Ce roman est une cascade de scènes burlesques, dans lequel John Irving nous plonge dans  un monde peuplé de personnages franchement décalés, les jeunes diraient " plus graves les uns que les autres".
Le roman, c'est l'histoire d'un homme Garp, dont la maman infirmière et féministe "une louve solitaire" qui refusa toujours tout contacte avec les hommes, procréa à l'hopital avec un blessé de guerre en 1942 , le sergent britanique Garp en pleine régression infantile, dont les seuls mots qu'il pouvait prononcer en raison d'une blessure au cerveau étaient justement: Garp Garp Garp... On suit tout le long de ce roman le destin de Garp,de sa mère, d'une communauté d'américains qui ont tous une cause, un idéal à défendre: Le féminisme pour Jenny Field la maman de Garp, la famille pour Garp, la condition des transexuelles pour sa meilleure amie... "Le monde selon Garp" est un roman plein d'humanisme et de joie de vivre pour le meilleur comme pour le pire .
En 1980 avec ce livre John Irving s'impose  comme l'un des auteurs majeurs de la littérature américaine, avec un don inné pour le romanesque et un grand humour (noir).
 Un livre rare  à lire car il vous fait du bien aux zygomatiques et fait l'apologie selon moi d'une valeur dont on parle de moins en moins: la tolérance!
Extrait:


A l'hopital, elle voyait davantage de soldats et d'ouvriers que d'étudiants, et leurs visées avaient le mérite d'être plus franches et moins prétentieuse, si on leur cédait un peu, du moins manifestaient-ils quelques reconnaissance à la perspective de vous revoir.
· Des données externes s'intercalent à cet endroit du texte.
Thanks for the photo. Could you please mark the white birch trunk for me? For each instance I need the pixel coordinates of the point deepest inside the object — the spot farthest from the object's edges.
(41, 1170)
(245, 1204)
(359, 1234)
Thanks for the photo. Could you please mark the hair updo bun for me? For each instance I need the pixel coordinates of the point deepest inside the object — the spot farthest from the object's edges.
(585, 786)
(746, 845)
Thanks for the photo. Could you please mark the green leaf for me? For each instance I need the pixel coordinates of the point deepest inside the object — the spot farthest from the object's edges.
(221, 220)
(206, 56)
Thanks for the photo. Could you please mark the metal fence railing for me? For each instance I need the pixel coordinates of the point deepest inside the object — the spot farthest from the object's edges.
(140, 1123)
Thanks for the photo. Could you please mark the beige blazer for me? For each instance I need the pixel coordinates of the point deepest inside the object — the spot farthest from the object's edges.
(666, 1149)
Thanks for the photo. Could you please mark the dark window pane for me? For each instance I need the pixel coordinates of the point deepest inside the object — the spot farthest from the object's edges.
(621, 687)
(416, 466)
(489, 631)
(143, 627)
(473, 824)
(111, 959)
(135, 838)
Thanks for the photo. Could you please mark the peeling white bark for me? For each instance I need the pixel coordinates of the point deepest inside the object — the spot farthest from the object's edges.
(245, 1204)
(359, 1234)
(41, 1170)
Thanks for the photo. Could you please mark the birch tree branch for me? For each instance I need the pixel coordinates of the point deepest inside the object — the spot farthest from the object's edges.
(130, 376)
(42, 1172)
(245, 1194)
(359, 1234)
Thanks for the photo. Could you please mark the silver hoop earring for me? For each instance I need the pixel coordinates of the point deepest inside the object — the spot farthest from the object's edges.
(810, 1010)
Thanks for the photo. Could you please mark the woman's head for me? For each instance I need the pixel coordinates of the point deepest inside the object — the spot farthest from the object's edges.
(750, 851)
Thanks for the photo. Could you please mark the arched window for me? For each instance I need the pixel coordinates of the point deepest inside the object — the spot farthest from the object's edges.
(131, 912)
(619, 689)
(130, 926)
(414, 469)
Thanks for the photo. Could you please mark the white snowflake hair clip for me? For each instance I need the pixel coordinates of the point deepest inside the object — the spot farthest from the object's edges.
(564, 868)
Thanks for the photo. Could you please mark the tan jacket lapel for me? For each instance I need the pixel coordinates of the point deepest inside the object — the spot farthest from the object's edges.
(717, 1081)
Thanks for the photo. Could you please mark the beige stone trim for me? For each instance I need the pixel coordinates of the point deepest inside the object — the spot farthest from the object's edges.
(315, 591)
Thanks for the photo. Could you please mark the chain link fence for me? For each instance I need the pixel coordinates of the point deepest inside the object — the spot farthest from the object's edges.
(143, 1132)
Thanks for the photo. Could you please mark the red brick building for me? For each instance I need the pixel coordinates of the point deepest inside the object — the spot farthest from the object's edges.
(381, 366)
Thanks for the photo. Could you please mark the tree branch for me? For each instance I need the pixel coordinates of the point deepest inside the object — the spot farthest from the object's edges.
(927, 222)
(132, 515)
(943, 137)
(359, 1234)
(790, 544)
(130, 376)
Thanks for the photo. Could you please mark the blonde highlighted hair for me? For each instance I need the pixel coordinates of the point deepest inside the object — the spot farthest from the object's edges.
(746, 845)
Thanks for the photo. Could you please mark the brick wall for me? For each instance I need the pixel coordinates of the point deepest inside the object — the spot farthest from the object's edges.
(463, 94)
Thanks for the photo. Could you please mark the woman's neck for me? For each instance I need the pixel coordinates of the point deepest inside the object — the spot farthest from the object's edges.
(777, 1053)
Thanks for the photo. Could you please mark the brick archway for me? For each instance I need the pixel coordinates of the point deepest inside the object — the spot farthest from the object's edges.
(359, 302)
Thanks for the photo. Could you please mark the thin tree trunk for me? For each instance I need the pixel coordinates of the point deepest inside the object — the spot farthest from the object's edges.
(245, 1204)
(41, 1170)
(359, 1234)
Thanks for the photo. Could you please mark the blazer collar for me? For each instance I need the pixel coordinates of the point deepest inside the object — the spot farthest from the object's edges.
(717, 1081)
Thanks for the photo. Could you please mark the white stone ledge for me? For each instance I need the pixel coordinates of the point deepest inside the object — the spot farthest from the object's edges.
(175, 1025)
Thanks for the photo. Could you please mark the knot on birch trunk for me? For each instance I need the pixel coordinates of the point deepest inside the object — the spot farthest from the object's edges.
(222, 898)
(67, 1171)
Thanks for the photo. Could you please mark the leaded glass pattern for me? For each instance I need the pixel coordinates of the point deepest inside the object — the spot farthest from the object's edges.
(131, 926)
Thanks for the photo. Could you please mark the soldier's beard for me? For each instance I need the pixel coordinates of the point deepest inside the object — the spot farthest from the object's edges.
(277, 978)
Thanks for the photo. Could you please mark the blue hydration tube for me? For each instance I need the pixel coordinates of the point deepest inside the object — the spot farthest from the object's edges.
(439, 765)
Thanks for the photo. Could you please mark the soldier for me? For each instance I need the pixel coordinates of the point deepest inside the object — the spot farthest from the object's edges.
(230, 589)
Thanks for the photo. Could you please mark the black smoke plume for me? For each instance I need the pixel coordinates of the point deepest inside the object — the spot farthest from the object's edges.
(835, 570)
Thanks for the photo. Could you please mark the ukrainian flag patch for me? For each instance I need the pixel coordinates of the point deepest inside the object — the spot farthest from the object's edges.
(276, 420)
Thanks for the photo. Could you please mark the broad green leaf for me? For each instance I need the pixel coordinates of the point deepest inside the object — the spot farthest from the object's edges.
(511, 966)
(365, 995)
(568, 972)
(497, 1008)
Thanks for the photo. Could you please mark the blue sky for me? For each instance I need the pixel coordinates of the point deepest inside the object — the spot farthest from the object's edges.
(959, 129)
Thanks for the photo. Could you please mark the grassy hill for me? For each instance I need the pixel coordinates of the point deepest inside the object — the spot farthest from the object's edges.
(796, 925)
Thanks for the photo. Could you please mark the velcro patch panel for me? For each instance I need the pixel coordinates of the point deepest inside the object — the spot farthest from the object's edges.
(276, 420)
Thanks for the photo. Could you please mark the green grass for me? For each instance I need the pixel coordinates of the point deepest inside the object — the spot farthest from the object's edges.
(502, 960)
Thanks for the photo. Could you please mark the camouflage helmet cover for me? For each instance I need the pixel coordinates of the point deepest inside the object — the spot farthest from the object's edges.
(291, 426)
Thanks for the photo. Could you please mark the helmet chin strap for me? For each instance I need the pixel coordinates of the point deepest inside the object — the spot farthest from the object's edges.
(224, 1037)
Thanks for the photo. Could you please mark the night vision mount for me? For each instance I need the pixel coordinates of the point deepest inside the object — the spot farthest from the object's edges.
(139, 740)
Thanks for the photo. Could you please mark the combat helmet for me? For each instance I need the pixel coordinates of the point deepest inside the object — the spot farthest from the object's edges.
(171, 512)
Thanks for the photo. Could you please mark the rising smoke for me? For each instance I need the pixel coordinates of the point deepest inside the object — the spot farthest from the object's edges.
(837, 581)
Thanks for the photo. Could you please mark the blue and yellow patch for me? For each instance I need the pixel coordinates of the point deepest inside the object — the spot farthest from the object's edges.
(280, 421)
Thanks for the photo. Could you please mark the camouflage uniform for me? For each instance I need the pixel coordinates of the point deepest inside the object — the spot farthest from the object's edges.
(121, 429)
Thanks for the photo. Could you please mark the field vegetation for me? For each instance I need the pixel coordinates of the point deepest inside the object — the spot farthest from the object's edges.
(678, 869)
Puis un beau jour, il n'y eut plus que des soldats- Tous aussi vaniteux que des étudiants- et Jenny Fields cessa de s'intéresser aux hommes.

Ma mère, écrivit plus tard Garp, étais une louve solitaire.  

(...)Lorsque le sergent débile arriva au Mercy de Boston, Jenny Fields eut du mal à le cataloguer. C'était de toute évidence un Absent, plus docile qu'un enfant, mais mis à part, elle n'aurait guère su dire ce en quoi consistaient ses autres afflictions.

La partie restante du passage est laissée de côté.